The first task was not to train a few women for commercial production, but to create a space in which the entire community could explore the cultural roots that gave the Jalq’a their identity and that had inspired the master weavings of the past. Martinez, who had researched a book devoted to unraveling the meanings of a widespread Andean ritual known as “The burning of the tables,” believed that little could be accomplished until the Jalq’a had made the project their own.

The first workshop was constructed with community labor; several experienced women weavers whom Cereceda and Martinez had met during their travels in Chuquisaca were recruited as teachers; and IAF funding was used to stockpile alpaca and sheep wool for spinning yarns. Everyone was anxious to begin, but one hurdle seemed insurmountable. The women still knew how to weave, but they did not recall the many strange animals, called khurus, that had been the hallmark of Jalq’a designs. Many of these were reputed to have originated in the dreams of ancestors, or from cave drawings lost in antiquity. Without a stock of traditional textiles to guide them, the Jalq’a seemed unlikely to ever recreate the khurus, much less shape their world of chaotic free fall into a semblance of order.

Cereceda’s solution was to contact to collectors and dealers she knew in Bolivia and overseas, to get photographs of the Jalq’a weavings they owned. Soon a photographic archive of more than 300 traditional motifs was assembled. Enlargements were printed and mounted on the workshop walls to guide teenage apprentices; others were hung in the patios of households so that mothers and their daughters could use them as models for their weaving. Eventually, photo albums and slide shows were assembled to circulate in communities outside Irupampa as word spread of the textile revival that was under away.

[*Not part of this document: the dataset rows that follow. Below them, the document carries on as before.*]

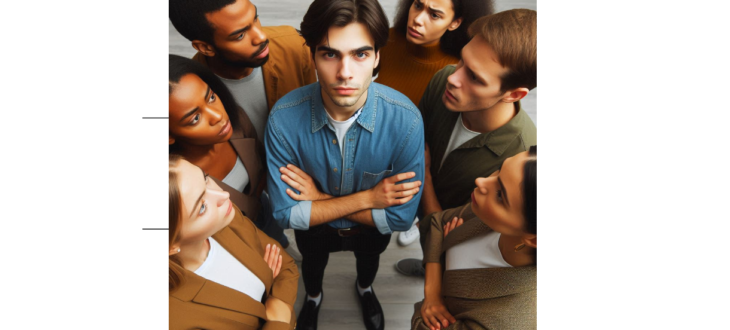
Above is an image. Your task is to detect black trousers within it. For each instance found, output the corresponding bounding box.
[294,224,391,296]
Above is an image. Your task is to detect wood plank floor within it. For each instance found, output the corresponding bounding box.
[168,0,537,330]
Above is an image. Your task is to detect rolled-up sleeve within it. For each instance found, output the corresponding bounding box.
[372,116,425,235]
[264,111,312,230]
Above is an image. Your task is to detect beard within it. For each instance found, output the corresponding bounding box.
[213,40,269,69]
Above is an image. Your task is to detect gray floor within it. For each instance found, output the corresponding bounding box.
[168,0,537,330]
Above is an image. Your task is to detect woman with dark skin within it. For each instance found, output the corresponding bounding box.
[412,146,537,330]
[169,154,299,330]
[169,55,289,246]
[377,0,494,104]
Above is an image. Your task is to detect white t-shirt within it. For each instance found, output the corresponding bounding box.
[195,237,266,302]
[439,114,482,171]
[221,156,250,192]
[221,67,269,142]
[325,108,362,156]
[446,231,512,270]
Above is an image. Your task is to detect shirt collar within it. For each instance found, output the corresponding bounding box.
[458,101,530,156]
[311,82,380,133]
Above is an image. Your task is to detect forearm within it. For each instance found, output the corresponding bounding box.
[309,190,373,227]
[423,262,441,299]
[421,170,443,217]
[265,297,292,323]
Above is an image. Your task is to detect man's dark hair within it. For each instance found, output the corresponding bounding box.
[170,0,236,45]
[393,0,494,58]
[300,0,389,75]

Cereceda still recalls the enthusiasm among the Jalq’a women when they first glimpsed the photos. She explains that it was not a question of anticipating the imminence of monetary reward. Nothing had yet been woven, and there was no assurance anything would be sold. Rather it was like a lost child returning home. The photographs allowed the women to bring khurus that had been forgotten back to life and figure out how they fit together in a world of unexpectedly rich colors.

Finally, Cereceda decided that it was time to inform the outside world of what had been accomplished. Having curated exhibits of Andean weavings in both Chile and France, she decided to do so again in Bolivia. ASUR collected the best of the new textile and arranged to showcase them inside a public building in Sucre that had once been a Catholic church.